Late destruction of function parameters

Question

According to 5.2.2/4 "Function call" in n4640 (8.2.2/4 in n4659) function parameters are created and destroyed in the context of the caller. And implementations are allowed to delay the destruction of function parameters to the end of the enclosing full expression (as an implementation-defined feature). Note that the choice is not unspecified, but rather implementation-defined.

(It is not entirely clear how this agrees with 3.3.3 "Block scope" (6.3.3 in n4659), which seems to imply that function parameters have block scope, and then 3.7.3 "Automatic storage duration" (6.7.3 in n4659), which says that the storage for block scope variables lasts until the block in which they are created exits. But let's assume that I'm missing/misunderstanding something in the wording. Apparently now function parameters will have their own scope)

As far as I know, ABI requires GCC and Clang to delay the destruction of function parameters to the end of full expression, i.e. this is the implementation-defined behavior of these compilers. I would guess that in implementations like that it should be OK to return references/pointers to function parameters as long as these references/pointers are used within the calling expression only.

However, the following example segfaults in GCC and works fine in Clang

#include <iostream>
#include <string>

std::string &foo(std::string s)
{
  return s;
}

int main()
{
   std::cout << foo("Hello World!") << std::endl;
}

Both compilers issue a warning about returning a reference to a local variable, which is perfectly appropriate here. A quick inspection of the generated code shows that both compilers do indeed delay the destruction of the parameter to the end of the expression. However, GCC still deliberately returns a "null reference" from foo, which causes the crash. Meanwhile, Clang behaves "as expected", returning a reference to its parameter s, which survives long enough to produce the expected output.

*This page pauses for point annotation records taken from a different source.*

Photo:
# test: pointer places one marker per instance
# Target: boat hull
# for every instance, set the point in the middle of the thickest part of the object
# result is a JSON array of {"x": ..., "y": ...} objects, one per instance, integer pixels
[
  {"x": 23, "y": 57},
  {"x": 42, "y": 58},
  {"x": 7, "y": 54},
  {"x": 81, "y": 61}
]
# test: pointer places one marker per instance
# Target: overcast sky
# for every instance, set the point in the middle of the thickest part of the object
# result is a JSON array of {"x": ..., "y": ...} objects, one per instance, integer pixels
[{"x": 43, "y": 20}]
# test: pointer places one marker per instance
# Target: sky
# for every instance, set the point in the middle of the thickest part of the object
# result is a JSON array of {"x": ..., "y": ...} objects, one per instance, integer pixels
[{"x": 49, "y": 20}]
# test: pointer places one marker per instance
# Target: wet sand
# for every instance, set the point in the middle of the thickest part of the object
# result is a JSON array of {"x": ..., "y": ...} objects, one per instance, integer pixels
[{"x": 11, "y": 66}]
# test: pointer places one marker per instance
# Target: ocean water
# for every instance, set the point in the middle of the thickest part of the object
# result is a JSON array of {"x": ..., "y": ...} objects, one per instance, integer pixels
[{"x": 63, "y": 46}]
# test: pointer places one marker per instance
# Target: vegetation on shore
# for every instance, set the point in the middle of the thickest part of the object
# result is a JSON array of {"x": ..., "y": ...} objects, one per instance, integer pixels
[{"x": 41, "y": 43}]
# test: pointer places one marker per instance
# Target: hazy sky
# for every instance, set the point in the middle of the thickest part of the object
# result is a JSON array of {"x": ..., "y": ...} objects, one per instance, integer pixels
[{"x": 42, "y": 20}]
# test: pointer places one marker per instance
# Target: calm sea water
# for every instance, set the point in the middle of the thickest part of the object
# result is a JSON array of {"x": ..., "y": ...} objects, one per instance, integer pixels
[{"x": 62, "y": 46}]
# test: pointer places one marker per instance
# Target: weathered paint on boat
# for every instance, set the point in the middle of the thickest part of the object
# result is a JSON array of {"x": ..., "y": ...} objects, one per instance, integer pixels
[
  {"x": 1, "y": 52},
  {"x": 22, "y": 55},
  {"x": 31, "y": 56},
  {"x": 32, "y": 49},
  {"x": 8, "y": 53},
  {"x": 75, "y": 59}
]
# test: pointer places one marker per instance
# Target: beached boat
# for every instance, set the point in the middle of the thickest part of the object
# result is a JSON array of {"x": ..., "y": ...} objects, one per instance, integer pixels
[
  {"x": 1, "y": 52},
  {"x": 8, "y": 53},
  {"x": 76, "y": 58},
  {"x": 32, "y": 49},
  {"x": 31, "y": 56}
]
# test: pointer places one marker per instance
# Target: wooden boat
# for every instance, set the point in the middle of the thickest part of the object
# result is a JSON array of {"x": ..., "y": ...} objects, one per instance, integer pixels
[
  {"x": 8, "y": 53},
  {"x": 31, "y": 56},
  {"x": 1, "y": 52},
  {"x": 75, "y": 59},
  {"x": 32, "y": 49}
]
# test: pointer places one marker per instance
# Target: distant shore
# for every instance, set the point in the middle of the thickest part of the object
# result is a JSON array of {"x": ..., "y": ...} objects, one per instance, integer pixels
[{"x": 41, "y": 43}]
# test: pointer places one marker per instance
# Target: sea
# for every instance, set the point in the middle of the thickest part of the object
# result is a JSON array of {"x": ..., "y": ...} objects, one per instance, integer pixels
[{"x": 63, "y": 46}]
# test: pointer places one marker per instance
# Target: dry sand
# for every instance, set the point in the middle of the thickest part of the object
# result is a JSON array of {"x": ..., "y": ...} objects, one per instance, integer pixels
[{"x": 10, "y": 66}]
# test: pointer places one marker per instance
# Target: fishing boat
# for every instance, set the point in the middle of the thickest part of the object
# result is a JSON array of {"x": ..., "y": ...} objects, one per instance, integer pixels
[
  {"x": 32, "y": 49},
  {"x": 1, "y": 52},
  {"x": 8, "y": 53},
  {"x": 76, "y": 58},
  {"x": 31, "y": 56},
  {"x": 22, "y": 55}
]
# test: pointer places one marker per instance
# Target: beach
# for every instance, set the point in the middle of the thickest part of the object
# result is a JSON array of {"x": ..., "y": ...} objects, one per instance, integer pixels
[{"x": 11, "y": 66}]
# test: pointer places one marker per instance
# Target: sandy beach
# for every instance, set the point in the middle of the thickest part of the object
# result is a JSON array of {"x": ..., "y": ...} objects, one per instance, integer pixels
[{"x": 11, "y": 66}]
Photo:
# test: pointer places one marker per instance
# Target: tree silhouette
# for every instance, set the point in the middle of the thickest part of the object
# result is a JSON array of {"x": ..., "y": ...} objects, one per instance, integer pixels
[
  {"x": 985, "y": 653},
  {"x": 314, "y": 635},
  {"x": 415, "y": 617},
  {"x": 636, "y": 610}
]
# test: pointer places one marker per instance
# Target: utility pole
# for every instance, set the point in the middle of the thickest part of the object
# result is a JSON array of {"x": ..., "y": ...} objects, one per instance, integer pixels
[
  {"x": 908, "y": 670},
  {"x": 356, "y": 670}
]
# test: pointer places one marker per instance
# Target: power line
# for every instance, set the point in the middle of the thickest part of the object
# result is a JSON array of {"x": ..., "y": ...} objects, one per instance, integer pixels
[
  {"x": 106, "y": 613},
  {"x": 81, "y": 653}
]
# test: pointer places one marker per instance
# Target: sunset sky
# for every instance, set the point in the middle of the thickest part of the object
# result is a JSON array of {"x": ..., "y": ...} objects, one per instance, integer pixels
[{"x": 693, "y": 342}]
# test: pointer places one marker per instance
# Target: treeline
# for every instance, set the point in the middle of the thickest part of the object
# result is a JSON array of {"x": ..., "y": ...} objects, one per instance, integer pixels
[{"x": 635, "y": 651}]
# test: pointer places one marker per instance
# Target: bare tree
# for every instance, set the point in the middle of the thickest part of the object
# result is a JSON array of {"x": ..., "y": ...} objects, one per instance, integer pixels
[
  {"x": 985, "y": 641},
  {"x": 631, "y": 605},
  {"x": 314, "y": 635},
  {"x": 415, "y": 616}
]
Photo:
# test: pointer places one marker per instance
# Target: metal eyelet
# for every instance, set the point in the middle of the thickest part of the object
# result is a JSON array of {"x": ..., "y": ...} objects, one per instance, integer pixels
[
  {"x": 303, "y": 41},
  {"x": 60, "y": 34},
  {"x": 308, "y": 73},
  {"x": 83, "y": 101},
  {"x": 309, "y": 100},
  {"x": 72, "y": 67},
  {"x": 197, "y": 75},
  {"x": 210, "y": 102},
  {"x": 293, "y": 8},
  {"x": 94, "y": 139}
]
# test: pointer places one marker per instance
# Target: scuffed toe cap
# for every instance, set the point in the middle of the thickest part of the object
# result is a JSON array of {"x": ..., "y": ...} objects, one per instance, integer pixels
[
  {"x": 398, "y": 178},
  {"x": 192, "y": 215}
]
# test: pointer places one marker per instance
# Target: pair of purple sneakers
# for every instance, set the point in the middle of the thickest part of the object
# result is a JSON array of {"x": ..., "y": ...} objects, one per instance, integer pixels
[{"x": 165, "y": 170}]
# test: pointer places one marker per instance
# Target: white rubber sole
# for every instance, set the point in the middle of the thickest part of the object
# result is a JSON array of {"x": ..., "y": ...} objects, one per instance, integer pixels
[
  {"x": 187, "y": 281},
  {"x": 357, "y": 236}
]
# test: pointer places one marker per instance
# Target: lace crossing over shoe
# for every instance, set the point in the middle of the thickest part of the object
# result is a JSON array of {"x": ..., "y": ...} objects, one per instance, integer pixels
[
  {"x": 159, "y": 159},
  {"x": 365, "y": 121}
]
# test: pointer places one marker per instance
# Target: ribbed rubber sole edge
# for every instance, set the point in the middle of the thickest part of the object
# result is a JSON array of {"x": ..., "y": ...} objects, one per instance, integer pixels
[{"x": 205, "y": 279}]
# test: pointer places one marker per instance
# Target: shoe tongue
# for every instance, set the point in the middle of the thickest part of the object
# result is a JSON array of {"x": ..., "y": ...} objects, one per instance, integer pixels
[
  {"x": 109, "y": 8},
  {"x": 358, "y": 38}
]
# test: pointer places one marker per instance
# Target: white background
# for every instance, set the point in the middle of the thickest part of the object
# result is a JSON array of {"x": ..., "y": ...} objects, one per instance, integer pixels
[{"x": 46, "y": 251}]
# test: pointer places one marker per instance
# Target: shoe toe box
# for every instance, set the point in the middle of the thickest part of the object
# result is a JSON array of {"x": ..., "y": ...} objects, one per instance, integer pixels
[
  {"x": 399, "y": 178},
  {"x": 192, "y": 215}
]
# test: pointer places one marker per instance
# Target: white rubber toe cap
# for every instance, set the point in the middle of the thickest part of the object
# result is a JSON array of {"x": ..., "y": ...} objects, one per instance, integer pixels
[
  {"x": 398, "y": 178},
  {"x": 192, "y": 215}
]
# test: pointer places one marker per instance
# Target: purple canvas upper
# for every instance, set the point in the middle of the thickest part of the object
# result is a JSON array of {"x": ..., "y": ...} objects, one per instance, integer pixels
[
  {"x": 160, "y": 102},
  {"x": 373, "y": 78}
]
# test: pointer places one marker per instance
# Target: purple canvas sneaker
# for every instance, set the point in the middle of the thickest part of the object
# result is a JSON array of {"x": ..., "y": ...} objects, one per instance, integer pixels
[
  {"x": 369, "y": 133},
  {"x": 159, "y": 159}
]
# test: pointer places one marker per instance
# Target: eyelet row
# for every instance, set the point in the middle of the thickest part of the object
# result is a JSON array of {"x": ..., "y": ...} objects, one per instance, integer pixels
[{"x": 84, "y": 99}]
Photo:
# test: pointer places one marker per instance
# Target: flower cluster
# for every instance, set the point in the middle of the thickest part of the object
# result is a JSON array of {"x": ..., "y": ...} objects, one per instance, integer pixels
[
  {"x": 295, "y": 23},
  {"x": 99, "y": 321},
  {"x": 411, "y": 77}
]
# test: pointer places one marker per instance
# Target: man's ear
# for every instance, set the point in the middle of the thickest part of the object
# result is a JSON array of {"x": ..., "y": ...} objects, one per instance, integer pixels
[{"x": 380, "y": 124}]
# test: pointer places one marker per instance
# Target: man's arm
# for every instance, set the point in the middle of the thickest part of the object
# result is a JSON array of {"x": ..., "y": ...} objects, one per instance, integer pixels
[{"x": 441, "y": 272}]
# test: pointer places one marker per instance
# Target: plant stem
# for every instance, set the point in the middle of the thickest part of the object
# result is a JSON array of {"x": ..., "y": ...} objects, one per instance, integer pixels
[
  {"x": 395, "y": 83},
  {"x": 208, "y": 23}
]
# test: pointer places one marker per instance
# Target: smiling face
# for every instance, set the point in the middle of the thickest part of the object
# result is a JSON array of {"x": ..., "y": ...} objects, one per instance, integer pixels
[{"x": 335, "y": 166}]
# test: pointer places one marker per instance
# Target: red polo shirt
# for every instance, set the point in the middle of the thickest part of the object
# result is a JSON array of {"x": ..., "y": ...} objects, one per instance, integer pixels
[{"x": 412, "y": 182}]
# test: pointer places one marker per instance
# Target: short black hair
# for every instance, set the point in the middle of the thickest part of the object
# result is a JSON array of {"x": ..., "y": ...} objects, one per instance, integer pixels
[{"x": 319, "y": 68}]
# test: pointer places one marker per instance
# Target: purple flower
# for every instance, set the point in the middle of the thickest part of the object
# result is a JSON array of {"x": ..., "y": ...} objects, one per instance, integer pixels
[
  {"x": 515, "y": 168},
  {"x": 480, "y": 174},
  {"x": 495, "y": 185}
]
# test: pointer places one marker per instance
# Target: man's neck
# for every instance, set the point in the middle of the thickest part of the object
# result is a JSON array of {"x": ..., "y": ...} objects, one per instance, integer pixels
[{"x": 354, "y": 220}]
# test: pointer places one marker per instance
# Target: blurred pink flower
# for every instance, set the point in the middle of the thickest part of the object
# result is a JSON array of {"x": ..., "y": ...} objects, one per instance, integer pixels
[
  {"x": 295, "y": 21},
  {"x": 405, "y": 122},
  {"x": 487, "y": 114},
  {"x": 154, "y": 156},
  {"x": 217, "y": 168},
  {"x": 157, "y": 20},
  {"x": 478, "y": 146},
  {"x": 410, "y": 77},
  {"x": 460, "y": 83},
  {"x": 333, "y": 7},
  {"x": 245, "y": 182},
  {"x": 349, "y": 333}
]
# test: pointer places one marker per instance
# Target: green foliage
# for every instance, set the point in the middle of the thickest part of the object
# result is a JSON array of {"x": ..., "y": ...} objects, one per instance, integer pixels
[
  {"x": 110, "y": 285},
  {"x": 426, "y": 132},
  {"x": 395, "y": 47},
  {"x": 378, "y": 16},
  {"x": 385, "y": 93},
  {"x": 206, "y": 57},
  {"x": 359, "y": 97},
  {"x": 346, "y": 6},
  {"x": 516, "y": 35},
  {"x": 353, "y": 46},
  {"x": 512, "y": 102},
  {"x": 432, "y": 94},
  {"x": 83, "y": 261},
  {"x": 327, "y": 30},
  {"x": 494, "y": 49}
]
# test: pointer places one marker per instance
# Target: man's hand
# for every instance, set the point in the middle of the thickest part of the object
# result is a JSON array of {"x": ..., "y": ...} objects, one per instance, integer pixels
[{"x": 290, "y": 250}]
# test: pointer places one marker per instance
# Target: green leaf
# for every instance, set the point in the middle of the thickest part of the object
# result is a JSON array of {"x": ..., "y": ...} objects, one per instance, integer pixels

(GCC is easy to fool in this case by simply doing

std::string &foo(std::string s)
{
  std::string *p = &s;
  return *p;
}

which fixes the segfault under GCC.)

Is GCC's behavior justified in this case, under assumption that it guarantees "late" destruction of parameters? Am I missing some other passage in the standard that says that returning references to function parameters is always undefined, even if their lifetimes are extended by the implementation?

Answer 1

As far as I know, ABI requires GCC and Clang to delay the destruction of function parameters to the end of full expression

The question relies heavily on this assumption. Let's see if it's correct. Itanium C++ ABI draft 3.1.1 Value Parameters says

If the type has a non-trivial destructor, the caller calls that destructor after control returns to it (including when the caller throws an exception), at the end of enclosing full-expression.

The ABI doesn't define lifetime, so let us check C++ standard draft N4659 [basic.life]

1.2 ... The lifetime of an object o of type T ends when:

1.3 if T is a class type with a non-trivial destructor (15.4), the destructor call starts, or ...

1.4 the storage which the object occupies is released, or is reused by an object that is not nested within o ([intro.object]).

The C++ standard says that lifetime ends in this case when the destructor is called. As such, the ABI does indeed require that the lifetime of a function parameter extends the full expression of the function call.

Assuming that implementation defined requirement, I see no UB in the example program, so it should have expected behaviour on any implementation that guarantees to follow the Itanium C++ ABI. GCC appears to violate that.

GCC docs do state that

From GCC version 3 onwards the GNU C++ compiler uses an industry-standard C++ ABI, the Itanium C++ ABI.

As such, the demonstrated behaviour could be considered a bug.

On the other hand, it is unclear whether this consequence of the changed wording of [expr.call] is intentional. The consequence might be considered to be a defect.

---

... which says that the storage for block scope variables lasts until the block in which they are created exits.

Indeed. But the [expr.call]/4 that you quoted says "function parameters are created and destroyed in the context of the caller". As such, the storage lasts until the end of the block of the function call. There appears to be no conflict with the storage duration.

---

Note that the C++ standard links point to a site that is periodically generated from the current draft and therefore may differ from N4659 that I've quoted.

Answer 2

From 5.2.2/4 Function call [expr.call], seems to me GCC is correct:

The lifetime of a parameter ends when the function in which it is defined returns. The initialization and destruction of each parameter occurs within the context of the calling function.

Answer 3

Ok my bad from giving the below answer from former pre C++14 standard, reading the C++17, seems to me both GCC and Clang are correct:

From: N4659 8.2.2/4 Function call [expr.call]

It is implementation-defined whether the lifetime of a parameter ends when the function in which it is defined returns or at the end of the enclosing full-expression. The initialization and destruction of each parameter occurs within the context of the calling function.